In industrial installations petroleum is first distilled under atmospheric pressure and later under a vacuum (see Figure 1). In the atmospheric distillation stage the petroleum is heated to no more than 370°C, since higher temperatures cause cracking, or decomposition of hydrocarbons, which is to be avoided because the unsaturated hydrocarbons thus formed sharply reduce the quality and yield of the desired products. Distillation at atmospheric pressure results in fractions with boiling points that range approximately from 30° to 350°-360°C; mazut remains as the residue. These fractions contain many useful substances, including solvents, gasolines, diesel fuels, and jet engine propel-lants, as well as raw materials for petrochemical synthesis, including benzene, ethylbenzene, xylenes, ethylene, propylene, and butadiene.

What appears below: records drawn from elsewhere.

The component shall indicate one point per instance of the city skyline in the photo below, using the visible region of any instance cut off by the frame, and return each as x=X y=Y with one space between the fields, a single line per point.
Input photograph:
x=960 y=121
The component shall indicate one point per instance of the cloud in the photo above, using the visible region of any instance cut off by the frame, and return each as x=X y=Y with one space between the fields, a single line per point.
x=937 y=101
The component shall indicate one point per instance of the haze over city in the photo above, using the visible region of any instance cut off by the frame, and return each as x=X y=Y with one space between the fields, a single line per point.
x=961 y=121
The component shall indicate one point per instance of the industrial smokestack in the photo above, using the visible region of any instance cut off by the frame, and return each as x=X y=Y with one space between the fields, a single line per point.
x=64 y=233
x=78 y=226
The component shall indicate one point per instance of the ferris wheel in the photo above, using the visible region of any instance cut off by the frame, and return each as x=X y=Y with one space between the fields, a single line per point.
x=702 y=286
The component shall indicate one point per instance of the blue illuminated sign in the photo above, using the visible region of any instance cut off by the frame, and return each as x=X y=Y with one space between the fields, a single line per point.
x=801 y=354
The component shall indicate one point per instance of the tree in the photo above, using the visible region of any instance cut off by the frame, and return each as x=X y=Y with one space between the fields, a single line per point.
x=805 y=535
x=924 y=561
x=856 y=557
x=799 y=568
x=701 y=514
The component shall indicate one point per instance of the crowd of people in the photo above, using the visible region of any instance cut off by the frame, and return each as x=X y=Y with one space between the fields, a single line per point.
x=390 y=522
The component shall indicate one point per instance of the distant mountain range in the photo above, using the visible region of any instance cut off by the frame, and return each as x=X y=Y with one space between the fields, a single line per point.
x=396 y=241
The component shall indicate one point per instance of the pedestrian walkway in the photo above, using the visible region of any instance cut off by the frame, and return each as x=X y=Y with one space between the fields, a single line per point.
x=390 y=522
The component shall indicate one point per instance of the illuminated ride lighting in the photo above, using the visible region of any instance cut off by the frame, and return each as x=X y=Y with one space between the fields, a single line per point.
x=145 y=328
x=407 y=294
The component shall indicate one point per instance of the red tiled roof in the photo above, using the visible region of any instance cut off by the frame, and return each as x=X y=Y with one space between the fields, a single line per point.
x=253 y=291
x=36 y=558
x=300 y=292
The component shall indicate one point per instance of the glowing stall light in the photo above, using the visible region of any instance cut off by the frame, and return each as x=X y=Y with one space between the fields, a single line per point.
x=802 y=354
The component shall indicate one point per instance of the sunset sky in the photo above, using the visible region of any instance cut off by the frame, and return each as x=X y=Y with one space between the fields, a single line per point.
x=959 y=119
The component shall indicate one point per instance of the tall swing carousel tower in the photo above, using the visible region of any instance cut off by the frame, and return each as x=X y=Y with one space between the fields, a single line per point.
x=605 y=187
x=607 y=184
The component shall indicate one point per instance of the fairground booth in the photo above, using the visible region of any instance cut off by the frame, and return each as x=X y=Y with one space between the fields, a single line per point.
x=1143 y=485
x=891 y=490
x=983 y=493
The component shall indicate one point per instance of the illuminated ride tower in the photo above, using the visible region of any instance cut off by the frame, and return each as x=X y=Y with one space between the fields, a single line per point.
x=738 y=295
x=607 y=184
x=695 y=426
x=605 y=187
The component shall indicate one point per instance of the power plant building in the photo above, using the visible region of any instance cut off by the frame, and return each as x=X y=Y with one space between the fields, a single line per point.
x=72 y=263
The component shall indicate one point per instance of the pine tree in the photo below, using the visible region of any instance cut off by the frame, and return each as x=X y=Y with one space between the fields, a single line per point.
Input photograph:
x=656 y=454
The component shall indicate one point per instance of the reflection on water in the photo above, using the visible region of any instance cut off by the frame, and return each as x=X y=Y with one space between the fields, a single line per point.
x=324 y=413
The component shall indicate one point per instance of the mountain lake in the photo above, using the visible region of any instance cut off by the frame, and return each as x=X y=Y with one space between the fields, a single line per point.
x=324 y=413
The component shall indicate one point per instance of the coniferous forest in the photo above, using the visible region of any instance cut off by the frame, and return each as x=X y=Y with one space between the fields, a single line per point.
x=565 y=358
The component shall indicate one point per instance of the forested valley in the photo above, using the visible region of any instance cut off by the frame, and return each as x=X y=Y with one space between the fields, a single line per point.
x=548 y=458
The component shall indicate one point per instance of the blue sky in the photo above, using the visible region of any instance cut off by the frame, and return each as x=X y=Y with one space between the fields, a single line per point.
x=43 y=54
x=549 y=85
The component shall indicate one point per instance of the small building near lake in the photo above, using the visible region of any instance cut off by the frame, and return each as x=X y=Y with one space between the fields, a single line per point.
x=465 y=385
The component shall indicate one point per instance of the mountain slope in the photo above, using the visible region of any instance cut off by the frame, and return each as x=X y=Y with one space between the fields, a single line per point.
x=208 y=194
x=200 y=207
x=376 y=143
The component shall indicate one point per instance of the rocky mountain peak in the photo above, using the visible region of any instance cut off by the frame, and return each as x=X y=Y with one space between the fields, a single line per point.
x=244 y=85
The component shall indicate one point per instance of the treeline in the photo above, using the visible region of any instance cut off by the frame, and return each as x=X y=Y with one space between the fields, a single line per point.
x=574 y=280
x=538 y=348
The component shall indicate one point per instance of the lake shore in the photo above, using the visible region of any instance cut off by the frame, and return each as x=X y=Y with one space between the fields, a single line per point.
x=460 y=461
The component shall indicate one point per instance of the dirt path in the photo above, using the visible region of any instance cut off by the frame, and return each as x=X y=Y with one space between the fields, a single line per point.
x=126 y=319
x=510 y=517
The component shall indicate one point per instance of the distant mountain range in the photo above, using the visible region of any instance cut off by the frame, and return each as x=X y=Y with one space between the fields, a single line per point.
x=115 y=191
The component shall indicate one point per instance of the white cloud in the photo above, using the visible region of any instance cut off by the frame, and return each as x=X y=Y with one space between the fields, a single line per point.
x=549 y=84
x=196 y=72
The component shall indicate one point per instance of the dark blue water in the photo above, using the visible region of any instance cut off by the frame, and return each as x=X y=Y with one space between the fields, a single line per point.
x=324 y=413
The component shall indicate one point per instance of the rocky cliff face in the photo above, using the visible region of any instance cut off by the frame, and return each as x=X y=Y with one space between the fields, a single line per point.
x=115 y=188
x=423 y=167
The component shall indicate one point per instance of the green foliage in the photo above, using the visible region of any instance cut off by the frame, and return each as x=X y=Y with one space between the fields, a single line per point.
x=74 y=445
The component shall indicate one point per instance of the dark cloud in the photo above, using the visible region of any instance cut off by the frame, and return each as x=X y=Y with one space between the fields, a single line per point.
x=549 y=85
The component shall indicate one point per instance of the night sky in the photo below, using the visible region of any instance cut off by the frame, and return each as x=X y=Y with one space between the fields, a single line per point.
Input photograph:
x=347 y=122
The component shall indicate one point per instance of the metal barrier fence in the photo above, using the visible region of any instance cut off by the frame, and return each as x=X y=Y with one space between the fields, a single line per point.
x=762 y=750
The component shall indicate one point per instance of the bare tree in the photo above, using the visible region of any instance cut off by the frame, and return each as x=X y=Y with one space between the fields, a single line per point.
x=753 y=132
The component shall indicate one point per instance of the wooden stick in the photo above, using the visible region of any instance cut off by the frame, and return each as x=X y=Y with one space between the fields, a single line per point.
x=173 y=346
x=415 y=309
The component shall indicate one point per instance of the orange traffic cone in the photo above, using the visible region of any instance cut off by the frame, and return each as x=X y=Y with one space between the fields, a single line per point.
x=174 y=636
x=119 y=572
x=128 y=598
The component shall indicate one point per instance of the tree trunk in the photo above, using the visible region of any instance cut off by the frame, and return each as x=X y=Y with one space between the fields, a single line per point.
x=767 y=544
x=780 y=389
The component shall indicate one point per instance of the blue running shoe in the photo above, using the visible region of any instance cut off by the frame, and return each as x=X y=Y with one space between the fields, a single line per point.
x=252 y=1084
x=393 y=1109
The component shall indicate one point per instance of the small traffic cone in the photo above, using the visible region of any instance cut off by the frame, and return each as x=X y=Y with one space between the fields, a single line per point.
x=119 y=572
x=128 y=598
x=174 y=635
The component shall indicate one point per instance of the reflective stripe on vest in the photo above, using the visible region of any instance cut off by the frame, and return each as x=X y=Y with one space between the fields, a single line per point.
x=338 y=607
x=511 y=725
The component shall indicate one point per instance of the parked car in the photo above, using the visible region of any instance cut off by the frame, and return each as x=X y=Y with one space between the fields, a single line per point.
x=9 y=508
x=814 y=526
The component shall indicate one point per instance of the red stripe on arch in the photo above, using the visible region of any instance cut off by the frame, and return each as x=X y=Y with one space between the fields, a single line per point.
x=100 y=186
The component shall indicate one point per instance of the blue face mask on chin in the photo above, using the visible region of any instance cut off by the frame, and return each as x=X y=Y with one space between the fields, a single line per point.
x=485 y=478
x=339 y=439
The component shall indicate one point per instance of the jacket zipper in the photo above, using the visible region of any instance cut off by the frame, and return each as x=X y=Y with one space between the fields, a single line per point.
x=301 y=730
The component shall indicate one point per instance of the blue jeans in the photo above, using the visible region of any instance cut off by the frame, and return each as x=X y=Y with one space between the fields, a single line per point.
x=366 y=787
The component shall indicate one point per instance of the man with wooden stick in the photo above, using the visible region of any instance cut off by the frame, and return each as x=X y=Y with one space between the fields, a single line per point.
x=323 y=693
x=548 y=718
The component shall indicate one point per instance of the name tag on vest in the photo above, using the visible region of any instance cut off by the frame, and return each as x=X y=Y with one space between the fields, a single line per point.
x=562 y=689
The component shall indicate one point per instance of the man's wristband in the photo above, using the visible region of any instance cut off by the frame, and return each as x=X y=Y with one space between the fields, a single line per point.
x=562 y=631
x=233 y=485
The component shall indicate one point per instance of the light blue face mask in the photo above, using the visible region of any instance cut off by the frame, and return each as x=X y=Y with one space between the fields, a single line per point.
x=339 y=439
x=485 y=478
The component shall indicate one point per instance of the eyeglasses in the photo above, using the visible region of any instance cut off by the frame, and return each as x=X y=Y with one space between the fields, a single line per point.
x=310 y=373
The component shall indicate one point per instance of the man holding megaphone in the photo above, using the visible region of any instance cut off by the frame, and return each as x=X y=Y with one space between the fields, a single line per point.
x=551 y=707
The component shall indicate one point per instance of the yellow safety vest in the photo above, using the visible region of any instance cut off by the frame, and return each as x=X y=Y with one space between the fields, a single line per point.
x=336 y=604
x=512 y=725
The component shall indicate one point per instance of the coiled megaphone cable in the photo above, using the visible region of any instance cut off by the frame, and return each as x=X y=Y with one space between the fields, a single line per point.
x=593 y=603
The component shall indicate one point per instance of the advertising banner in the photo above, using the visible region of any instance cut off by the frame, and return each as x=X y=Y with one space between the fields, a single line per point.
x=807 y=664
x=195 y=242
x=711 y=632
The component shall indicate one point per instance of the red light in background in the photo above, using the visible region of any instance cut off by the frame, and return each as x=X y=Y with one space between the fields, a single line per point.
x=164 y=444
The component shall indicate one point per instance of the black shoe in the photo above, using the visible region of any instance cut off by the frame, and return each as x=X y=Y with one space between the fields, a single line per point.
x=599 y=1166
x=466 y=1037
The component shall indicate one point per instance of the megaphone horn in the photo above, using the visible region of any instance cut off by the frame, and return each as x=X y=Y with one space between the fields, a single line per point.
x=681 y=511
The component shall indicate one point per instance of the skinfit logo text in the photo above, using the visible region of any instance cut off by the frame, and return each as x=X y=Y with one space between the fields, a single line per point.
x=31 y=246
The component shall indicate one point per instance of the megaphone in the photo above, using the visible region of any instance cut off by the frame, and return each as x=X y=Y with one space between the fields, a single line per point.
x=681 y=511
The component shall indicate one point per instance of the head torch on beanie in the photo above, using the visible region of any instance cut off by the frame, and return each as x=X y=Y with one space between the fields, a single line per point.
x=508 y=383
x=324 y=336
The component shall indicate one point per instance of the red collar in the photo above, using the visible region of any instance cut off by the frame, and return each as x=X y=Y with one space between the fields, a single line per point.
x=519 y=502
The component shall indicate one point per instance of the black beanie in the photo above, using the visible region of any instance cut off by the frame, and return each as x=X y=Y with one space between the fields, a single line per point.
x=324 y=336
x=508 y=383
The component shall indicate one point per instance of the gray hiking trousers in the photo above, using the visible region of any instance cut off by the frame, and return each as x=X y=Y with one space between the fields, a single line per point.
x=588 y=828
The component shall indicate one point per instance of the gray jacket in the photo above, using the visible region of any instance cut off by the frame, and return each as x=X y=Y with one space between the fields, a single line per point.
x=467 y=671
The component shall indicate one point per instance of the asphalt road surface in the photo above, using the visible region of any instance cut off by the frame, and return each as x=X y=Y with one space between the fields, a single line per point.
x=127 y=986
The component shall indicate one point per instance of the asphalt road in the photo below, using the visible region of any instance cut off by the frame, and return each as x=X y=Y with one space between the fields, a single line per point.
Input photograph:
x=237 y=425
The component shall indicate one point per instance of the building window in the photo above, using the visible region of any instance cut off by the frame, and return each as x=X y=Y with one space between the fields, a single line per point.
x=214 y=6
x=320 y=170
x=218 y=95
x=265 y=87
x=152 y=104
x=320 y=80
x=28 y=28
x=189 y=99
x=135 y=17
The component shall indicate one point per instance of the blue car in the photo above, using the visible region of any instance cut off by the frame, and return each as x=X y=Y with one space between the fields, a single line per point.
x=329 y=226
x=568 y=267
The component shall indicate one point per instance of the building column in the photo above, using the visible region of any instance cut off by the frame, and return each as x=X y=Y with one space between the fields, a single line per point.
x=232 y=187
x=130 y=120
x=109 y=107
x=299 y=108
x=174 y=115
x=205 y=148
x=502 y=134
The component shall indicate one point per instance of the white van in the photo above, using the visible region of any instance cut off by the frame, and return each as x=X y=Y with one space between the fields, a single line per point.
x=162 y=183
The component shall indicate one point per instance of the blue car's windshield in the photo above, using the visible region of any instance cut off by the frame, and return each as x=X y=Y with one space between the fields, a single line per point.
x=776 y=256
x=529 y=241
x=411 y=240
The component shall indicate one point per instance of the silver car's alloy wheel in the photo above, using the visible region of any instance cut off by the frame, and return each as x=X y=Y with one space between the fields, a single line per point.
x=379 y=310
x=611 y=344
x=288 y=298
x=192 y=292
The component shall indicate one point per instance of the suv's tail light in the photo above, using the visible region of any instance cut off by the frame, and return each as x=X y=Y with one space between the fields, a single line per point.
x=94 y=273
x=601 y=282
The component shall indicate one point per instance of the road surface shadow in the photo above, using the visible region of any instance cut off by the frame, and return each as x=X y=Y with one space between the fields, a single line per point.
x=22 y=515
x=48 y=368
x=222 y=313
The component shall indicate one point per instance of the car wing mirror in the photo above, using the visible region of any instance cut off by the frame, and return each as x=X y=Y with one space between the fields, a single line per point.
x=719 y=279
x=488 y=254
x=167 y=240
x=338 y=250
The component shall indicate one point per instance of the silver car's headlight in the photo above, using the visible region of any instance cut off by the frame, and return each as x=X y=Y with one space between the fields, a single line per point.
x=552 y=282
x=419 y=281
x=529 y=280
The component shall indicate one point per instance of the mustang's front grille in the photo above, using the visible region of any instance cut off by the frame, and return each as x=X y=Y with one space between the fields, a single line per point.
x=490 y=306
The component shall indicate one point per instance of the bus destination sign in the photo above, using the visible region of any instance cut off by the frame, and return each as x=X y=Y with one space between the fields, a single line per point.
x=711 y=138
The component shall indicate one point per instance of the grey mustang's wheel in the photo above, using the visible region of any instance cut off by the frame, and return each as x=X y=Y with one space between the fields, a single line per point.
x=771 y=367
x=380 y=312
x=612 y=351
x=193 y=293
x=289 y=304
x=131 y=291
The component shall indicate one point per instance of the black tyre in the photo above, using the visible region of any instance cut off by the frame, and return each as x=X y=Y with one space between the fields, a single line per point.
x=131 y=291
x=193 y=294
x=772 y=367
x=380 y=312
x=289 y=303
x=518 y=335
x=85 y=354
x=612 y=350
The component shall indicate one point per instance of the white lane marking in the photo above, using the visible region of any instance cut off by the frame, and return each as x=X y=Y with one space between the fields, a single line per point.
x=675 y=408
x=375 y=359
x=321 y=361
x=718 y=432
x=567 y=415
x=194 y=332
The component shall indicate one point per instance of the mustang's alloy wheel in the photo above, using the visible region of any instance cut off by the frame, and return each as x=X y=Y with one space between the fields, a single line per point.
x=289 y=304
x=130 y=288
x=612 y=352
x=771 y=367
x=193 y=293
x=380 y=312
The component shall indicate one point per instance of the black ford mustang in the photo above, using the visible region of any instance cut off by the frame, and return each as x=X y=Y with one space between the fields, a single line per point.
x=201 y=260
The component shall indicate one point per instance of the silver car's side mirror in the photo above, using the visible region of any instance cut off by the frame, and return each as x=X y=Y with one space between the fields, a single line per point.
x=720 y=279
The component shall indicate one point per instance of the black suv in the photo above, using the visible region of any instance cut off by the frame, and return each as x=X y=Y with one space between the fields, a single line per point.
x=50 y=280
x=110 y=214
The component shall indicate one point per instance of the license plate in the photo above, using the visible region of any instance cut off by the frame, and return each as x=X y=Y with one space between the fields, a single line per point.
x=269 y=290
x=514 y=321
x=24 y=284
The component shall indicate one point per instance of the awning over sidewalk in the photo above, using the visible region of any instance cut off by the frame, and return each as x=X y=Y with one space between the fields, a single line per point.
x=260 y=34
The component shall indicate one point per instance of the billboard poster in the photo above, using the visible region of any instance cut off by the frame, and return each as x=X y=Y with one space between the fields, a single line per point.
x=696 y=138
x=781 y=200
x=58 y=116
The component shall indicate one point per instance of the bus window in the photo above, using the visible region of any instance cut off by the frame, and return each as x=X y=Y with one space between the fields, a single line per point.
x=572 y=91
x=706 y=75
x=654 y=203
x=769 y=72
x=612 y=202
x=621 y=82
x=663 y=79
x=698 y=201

Figure 1. Schematic flow chart of an atmospheric-vacuum distillation plant: (1), (3) atmospheric fractionation columns, (2) furnaces for heating petroleum and mazut, (4) vacuum fractionation column, (5) cooler-condensers, (6) heat exchangers; flow lines: (I) petroleum, (II) light gasoline, (III) topped petroleum, (IV) heavy gasoline, (V) kerosene and gas oil, (VI) water vapor, (VII) mazut, (VIII) decomposition gases and water vapor, (IX) oil fractions, (X) residual asphalt

Mazut is further distilled under a vacuum with a residual pressure that can range from 5.3 to 8 kilonewtons per square meter, or from 40 to 60 torr; the vacuum reduces cracking of hydrocarbons to a minimum. In the USSR there are a number of oil refineries that include atmospheric-vacuum fractionation installations with production capacities of up to 8 million tons of petroleum per year.


Obriadchikov, S. N. Printsipy peregonki nefti. Moscow-Leningrad, 1940. Tregubov, A. M. Teoriia peregonki i rektifikatsii, 3rd ed. Baku, 1946. Tekhnologiia pererabotki nefti i gaza, part 1. Moscow, 1972.